By Sebastian Brock
Oriental Institute, Oxford GB
In the course of cataloguing the Syriac manuscripts belonging to the collection of the former Chaldean Church in Mardin Adam McCollum discovered an old folio that had been re-used as an endpaper to strengthen the binding of Mardin Chald. 89, a much later manuscript. The folio contains two columns of text in a neat estrangelo hand that should probably be dated to the ninth century. He kindly sent an image of the folio to me in case I might be able to identify the contents.

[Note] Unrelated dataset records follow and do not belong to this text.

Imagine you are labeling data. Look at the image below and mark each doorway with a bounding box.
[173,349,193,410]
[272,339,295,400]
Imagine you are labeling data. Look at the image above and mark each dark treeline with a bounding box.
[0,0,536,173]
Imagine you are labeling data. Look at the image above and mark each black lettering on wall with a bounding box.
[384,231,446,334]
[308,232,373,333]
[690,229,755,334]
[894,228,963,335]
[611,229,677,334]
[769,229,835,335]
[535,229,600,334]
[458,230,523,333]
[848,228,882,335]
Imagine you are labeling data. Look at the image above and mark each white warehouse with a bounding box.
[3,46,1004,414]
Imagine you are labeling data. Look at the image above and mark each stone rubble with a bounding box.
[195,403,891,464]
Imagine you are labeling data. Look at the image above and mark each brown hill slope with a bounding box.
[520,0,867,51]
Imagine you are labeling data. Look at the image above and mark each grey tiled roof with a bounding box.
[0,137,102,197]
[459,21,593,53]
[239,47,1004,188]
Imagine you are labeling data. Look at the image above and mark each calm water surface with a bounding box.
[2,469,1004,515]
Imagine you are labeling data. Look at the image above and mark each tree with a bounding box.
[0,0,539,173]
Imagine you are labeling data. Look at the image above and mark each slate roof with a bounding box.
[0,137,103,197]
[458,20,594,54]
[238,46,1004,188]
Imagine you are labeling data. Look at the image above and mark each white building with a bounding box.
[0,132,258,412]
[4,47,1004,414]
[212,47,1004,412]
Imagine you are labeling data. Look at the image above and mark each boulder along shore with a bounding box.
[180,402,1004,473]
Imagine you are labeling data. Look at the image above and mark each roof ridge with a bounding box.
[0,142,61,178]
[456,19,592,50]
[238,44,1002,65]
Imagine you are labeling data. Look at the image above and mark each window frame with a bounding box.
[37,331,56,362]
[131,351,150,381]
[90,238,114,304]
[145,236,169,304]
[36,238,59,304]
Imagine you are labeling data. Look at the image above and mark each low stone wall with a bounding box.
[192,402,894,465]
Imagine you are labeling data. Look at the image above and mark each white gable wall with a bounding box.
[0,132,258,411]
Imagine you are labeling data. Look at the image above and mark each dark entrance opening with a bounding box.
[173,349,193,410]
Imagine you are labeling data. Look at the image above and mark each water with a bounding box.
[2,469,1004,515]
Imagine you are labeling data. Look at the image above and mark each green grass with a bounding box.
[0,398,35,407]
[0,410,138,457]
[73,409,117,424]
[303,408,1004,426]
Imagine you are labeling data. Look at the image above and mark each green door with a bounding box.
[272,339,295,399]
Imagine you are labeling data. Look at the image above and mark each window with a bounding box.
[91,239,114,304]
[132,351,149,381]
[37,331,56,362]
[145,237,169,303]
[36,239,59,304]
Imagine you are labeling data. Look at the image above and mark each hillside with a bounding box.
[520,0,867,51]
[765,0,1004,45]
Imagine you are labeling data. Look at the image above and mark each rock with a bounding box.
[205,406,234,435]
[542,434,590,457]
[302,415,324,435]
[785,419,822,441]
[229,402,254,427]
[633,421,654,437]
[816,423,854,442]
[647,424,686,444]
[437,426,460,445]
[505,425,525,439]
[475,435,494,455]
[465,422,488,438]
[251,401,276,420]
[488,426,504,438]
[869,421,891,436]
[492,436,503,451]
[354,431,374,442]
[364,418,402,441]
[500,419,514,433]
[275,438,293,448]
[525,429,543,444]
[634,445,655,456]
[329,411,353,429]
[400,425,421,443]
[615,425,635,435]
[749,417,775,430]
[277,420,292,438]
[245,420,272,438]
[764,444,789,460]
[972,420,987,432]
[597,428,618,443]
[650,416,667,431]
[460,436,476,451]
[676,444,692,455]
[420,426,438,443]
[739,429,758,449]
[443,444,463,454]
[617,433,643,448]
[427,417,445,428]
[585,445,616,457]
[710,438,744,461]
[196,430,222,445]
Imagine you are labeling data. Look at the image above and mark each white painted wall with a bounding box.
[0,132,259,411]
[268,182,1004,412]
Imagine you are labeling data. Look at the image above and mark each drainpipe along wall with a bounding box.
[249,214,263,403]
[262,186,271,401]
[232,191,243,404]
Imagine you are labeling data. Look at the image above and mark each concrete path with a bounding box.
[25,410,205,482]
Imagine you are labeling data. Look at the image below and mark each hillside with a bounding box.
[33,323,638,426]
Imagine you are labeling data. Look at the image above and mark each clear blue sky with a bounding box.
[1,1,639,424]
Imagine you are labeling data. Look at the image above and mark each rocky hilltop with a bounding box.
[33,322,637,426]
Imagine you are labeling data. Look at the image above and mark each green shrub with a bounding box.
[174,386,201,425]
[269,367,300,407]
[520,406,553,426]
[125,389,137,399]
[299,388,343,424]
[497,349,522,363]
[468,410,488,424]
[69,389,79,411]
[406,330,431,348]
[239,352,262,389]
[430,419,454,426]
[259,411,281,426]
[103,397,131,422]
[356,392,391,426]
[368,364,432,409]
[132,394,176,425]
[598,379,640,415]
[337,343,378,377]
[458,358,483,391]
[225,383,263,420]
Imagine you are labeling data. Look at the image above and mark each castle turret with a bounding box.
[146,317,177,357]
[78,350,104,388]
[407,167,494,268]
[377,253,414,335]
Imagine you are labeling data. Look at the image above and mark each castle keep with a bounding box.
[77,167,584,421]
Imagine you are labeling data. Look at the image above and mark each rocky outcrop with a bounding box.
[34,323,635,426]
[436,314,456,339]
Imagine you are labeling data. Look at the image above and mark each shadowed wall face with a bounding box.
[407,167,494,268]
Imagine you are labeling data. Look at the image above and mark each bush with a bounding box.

It is not always easy to date estrangelo hands, especially those that are more conservative in character. After comparing the hand with the photographs of dated manuscripts in Hatch’s invaluable Album of Dated Syriac Manuscripts, it became fairly clear that the script on the folio was likely to date from the ninth century. Having transcribed a certain amount of the text, in so far as it was legible, it turned out that it contained a number of place names, including ‘Byzantium’ and ‘Europe’. These names, and the general ‘feel’ of the text, strongly suggested that the work it contained was a translation from Greek.
The next clue was the presence of some marginal glosses in what was clearly a much later hand; this indicated that it was a work that still continued to be read and studied several centuries after the date of the original manuscript. It so happens that after about the ninth century many translations of Greek patristic authors fell out of fashion and were no longer copied or studied. One of the small number of Greek authors who did remain authoritative and studied was Gregory of Nazianzus, and so his writings, and in particular his Discourses, seemed a good place to start on the hunt for references to ‘Byzantium’ and (especially) ‘Europe’.
Fortunately most of the Sources chrétiennes volumes containing editions of the Greek text of the Discourses are provided with indexes of names, and it soon turned out that the folio did indeed belong to one of Gregory’s Discourses, namely his funeral oration on his brother Caesarius (Discourse 7 in the Greek numbering; the Syriac numbering is different). Actually the name ‘Caesarius’ turned out in fact to occur on the folio, but the writing was damaged at that point, with a key letter obscured.
Having located the passage (at the end of section 8 and beginning of section 9 of Discourse 7), it was now important to establish whether the translation belonged to the original translation of Gregory’s Discourses, or to the revision by Paul, bishop of Edessa, made in 623/4, where he had taken refuge from the Persian occupation of his see. Whereas several manuscripts of Paul’s revision survive, none of the original version are known. In order to establish to which version the folio’s text belonged it was necessary to pay a visit to the rich collection of Syriac manuscripts in the British Library, which fortunately includes a number of the relevant manuscripts. A comparison of the folio’s with two of the earliest manuscripts of Paul’s revision (Add. 14,548 of 790 and Add. 12,153 of 844/5) quickly established that the text on the folio must belong to the revision, and not to the lost original.
The Syriac version of Gregory of Nazianzus’ Discourses (in both forms where available) is currently gradually being published as part of the Corpus Nazianzenum by scholars at the Université catholique de Louvain-la-Neuve, and so far (2001-) five volumes have appeared , covering eleven Discourses: Versio Syriaca I (J-C. Haelewyck) = Discourse 40; II (A.B. Schmidt) = 13 and 41; III (J-C. Haelwyck) = 37-39; IV (J-C. Haelewyck) = 28-31; V (J-C. Haelewyck) = 1-3.